Maximum subarray problem solved with divide and conquer also for the all negative element case

Solving the maximum subarray problem with added cases of finding non maximum non contiguous subarray as well. I used divide and conquer approach and tackled the 'all negative' case by keeping a counter for that and branching it.

#include<stdio.h>
#include<limits.h>
#include<stdlib.h>

// finding maximum non contiguous  subarray by adding up all the non negative elements in array

int max_noncont_sub(int a[],int *lower, int *upper)
{
    int sum=0, i ;
for(i = *lower; i <= *upper; i++)
{
    if(a[i]>0)
        sum += a[i];    
}
return sum;
}

// finding max subarray which include the middle term, starting from mid and branching both sides till we encounter negative element

int max_cross_sub(int A[], int *lower, int mid, int *upper)
{
int left_sum = INT_MIN;
int sum = 0;
int i, max_left;

for(i = mid; i>=*lower; i--)
{
    sum = sum + A[i];
    if(sum>left_sum)
        left_sum = sum;
    max_left = i;
}

int right_sum = INT_MIN;
sum = 0;
int max_right;

for(i = mid+1; i<=*upper; i++)
{
    sum = sum + A[i];
    if(sum>right_sum)
        right_sum = sum;
    max_right = i;
}
*lower = max_left;
*upper = max_right;
return left_sum + right_sum;

}

//dividing the problem into 3 parts, left subarray and right have same substructure, 3rd one is solved by max_noncont_sub().

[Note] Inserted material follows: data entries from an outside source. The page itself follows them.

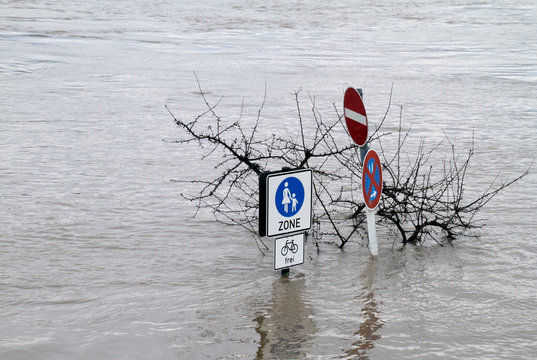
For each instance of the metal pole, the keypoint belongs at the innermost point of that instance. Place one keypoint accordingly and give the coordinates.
(372, 232)
(285, 272)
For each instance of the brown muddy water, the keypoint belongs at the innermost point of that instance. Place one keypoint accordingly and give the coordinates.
(100, 257)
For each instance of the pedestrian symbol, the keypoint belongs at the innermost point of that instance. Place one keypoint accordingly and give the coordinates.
(285, 202)
(289, 196)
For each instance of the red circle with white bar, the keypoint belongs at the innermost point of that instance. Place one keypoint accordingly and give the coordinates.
(355, 116)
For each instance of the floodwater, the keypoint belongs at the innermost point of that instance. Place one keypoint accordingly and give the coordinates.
(100, 257)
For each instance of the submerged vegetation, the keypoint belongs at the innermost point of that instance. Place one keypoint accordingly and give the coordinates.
(419, 201)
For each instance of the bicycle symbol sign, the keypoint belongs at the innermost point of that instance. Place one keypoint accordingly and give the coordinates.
(289, 196)
(288, 251)
(372, 179)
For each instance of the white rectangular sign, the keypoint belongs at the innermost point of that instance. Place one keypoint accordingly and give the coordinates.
(288, 251)
(288, 202)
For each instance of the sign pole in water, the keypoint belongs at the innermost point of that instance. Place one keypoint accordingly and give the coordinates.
(372, 189)
(356, 120)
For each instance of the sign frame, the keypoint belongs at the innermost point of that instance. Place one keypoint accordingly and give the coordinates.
(271, 223)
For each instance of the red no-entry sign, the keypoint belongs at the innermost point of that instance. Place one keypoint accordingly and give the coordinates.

int max_sub(int A[], int *lower, int *upper)
{
    if(*lower == *upper)
    {
        return A[*lower];
    }   else
          {
               int mid = *lower + (*upper - *lower)/2;
               int left_low = *lower;
               int left_high = mid;
               int left_sum = max_sub(A, &left_low, &left_high);

               int right_low = mid+1;
               int right_high = *upper;
               int right_sum = max_sub(A, &right_low, &right_high);

               int cross_low = *lower;
               int cross_high = *upper;
               int cross_sum = max_cross_sub(A, &cross_low, mid, &cross_high);

               if(left_sum >=right_sum && left_sum>= cross_sum)
               {
                   *lower = left_low;
                    *upper = left_high;
                  return left_sum;
               } else if(right_sum >=left_sum && right_sum>= cross_sum)
                   {
                        *lower = right_low;
                        *upper = right_high;
                        return right_sum;
                   } else 
                       {
                            return cross_sum;
                        }


        }
 }

int main()
{
    int T, N, nc=0;
     scanf("%d",&T);
    while(T--)
    {
        scanf("%d",&N);
        int *a = (int*)malloc(N*sizeof(int));
        int i;

        nc=0;
        for(i = 0; i<N; i++)
       {    
            scanf("%d",&a[i]);
            if(a[i]<0)
                nc++; // counting the negative numbers for later tackling with all negative special case
       }

    int lower = 0;
    int upper = N-1;

    if(nc == N)  // if all elements are negative, we just get the least negative and its the answer.
    {
        int max=INT_MIN;
        for(i =0;i<N;i++)
        {
            if(a[i]>max)
                max = a[i];
        }
        printf("%d %d\n",max, max);

    }
    else
    {
        printf("%d %d\n",max_sub(a, &lower, &upper), max_noncont_sub(a, &lower, &upper));
    }
 }
   return 0;
}

Any review and suggestions are welcome. Is there a better way to do it? I know there's kadane's algorithm with O(n) running time.